Checking the notification status of cosmetic products can be done on the official website of the NPRA, which can be found at Alternatively, the “NPRA Product Status” application, which can be downloaded from the Google Play Store, is another option.

It is against the law for a cosmetic to contain any ingredient that makes the cosmetic products harmful to consumers when they use it in accordance with the instructions on the label or in the manner that is typical or expected. This is the case regardless of whether or not there is a rule that expressly restricts or prohibits the use of the ingredient in cosmetics.

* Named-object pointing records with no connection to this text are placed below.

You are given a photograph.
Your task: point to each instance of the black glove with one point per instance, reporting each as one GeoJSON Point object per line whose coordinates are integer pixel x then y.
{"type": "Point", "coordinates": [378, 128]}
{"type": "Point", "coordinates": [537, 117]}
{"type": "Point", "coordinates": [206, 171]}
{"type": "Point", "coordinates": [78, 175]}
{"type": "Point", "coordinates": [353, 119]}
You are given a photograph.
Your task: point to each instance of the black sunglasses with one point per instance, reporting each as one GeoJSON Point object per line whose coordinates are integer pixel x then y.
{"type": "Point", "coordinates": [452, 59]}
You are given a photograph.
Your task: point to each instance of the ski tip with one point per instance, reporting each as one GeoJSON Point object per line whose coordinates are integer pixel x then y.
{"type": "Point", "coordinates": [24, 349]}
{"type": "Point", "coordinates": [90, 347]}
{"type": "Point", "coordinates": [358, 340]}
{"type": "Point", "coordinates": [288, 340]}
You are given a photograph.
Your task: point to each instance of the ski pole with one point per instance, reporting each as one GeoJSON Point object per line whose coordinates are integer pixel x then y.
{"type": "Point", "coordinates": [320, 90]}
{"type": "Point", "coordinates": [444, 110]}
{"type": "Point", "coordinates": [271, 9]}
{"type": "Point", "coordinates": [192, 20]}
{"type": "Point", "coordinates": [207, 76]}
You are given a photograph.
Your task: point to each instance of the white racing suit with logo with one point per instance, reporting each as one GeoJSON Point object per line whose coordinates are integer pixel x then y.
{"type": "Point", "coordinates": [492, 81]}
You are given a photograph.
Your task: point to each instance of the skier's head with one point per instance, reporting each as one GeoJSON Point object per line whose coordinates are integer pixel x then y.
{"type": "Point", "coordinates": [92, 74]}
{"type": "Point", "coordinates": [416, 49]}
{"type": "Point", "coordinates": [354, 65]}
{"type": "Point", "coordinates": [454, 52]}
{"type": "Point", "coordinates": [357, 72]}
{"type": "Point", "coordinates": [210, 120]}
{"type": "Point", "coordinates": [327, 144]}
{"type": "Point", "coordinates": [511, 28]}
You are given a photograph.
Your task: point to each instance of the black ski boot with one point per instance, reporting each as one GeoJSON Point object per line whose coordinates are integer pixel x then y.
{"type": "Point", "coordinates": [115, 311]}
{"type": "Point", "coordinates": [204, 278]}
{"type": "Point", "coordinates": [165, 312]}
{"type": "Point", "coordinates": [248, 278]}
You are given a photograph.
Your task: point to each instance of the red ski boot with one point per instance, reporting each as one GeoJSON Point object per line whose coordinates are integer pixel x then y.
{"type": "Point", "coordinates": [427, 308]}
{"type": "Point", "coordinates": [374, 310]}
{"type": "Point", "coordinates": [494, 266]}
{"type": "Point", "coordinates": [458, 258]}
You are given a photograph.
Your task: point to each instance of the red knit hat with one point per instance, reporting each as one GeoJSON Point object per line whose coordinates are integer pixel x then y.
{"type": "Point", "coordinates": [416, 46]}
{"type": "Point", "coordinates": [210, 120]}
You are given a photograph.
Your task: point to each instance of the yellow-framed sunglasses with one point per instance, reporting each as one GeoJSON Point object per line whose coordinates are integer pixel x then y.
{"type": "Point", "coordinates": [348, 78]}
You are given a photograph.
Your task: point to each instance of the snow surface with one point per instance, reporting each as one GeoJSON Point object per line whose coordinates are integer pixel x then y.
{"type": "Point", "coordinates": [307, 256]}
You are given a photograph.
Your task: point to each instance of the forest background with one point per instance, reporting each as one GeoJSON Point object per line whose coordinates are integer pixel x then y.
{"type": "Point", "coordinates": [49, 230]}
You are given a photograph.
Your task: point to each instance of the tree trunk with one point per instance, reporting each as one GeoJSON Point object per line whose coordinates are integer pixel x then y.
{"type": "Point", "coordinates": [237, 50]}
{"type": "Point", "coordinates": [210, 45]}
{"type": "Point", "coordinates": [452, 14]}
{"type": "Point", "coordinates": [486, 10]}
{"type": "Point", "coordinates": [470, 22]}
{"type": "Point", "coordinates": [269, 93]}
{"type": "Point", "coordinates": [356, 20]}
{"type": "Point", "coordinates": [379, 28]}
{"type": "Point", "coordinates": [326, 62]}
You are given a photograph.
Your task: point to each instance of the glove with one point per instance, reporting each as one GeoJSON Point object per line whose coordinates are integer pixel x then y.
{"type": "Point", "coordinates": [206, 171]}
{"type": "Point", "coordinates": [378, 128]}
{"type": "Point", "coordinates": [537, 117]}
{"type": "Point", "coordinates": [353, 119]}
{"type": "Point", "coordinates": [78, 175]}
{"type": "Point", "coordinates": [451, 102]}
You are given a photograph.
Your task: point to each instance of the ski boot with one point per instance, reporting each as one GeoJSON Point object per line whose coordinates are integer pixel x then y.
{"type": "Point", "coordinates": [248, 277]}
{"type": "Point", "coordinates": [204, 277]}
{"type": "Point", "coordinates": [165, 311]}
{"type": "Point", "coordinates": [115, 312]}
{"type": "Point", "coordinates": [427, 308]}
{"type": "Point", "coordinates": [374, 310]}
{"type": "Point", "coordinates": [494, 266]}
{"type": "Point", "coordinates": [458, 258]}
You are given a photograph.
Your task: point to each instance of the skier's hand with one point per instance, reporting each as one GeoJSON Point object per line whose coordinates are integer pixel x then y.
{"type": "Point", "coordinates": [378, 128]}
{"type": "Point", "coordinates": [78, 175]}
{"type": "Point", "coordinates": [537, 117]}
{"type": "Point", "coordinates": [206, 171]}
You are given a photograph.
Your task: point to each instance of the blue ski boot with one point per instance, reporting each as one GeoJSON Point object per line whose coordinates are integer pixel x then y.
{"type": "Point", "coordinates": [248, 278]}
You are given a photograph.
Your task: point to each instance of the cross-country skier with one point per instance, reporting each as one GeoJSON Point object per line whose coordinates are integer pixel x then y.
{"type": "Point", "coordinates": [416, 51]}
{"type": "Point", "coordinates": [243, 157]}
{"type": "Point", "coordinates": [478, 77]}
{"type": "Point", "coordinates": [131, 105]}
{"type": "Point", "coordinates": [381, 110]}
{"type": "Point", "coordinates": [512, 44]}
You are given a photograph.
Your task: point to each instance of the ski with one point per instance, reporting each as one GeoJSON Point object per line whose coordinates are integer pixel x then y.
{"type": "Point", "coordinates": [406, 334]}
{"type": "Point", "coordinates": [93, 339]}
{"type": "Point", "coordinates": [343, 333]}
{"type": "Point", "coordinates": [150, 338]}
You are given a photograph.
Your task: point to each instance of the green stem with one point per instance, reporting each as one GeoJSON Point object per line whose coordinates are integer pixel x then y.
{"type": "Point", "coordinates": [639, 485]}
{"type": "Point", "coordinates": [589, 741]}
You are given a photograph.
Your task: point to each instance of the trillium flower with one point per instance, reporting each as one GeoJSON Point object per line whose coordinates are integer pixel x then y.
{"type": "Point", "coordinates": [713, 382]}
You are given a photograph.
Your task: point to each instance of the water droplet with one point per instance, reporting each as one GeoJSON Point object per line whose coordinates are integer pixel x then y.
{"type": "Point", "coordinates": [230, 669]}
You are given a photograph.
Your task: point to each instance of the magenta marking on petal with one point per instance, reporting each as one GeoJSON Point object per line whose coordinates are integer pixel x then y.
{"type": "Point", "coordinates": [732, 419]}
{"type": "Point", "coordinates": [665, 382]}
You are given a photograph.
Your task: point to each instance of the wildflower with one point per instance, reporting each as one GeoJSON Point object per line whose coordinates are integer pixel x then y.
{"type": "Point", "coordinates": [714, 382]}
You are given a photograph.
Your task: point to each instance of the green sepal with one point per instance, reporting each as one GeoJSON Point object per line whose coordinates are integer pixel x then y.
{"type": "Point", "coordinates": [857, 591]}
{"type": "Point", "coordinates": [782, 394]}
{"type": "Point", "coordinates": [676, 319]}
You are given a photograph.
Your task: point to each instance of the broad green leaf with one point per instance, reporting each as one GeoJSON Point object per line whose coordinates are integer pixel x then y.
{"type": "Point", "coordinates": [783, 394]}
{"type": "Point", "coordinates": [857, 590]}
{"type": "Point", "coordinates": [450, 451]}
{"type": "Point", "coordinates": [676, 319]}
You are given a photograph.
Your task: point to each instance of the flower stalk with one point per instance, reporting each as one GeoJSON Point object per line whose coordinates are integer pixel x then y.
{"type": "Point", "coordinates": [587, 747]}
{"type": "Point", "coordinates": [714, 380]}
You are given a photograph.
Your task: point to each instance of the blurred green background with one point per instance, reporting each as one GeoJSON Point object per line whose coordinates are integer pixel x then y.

The one and only exception to this rule is found in the law’s treatment of hair dyes made with coal tar. As long as a special warning statement and instructions for a skin test are included on the packaging of a coal-tar hair dye, the Food and Drug Administration (FDA) is prohibited by law from taking any action against the product on the grounds that it poses a health risk. The following is what the warning statement says:

Warning: This product contains ingredients that could potentially irritate the skin of some people. Before using this product, you should conduct a preliminary test on your skin by following the instructions that come with it. Because it could potentially cause blindness, this product must not be used to dye either the eyelashes or the eyebrows.

It is also essential to have an understanding that some cosmetics that are safe to use if the product is applied appropriately may pose a health risk if the product is applied improperly. To ensure that people use cosmetics in a manner that is not hazardous to their health, the products must include any necessary warnings and directions for use.

For instance, certain components may be risk-free in products like cleansers that are immediately removed from the skin, but they may not be safe in products that are left on the skin for several hours at a time. In a similar vein, some components that are risk-free for use on the scalp or nails may be harmful if applied to the skin or brought close to the eyes.

Users are encouraged to seek the assistance of trained medical professionals in the event that they experience any level of discomfort.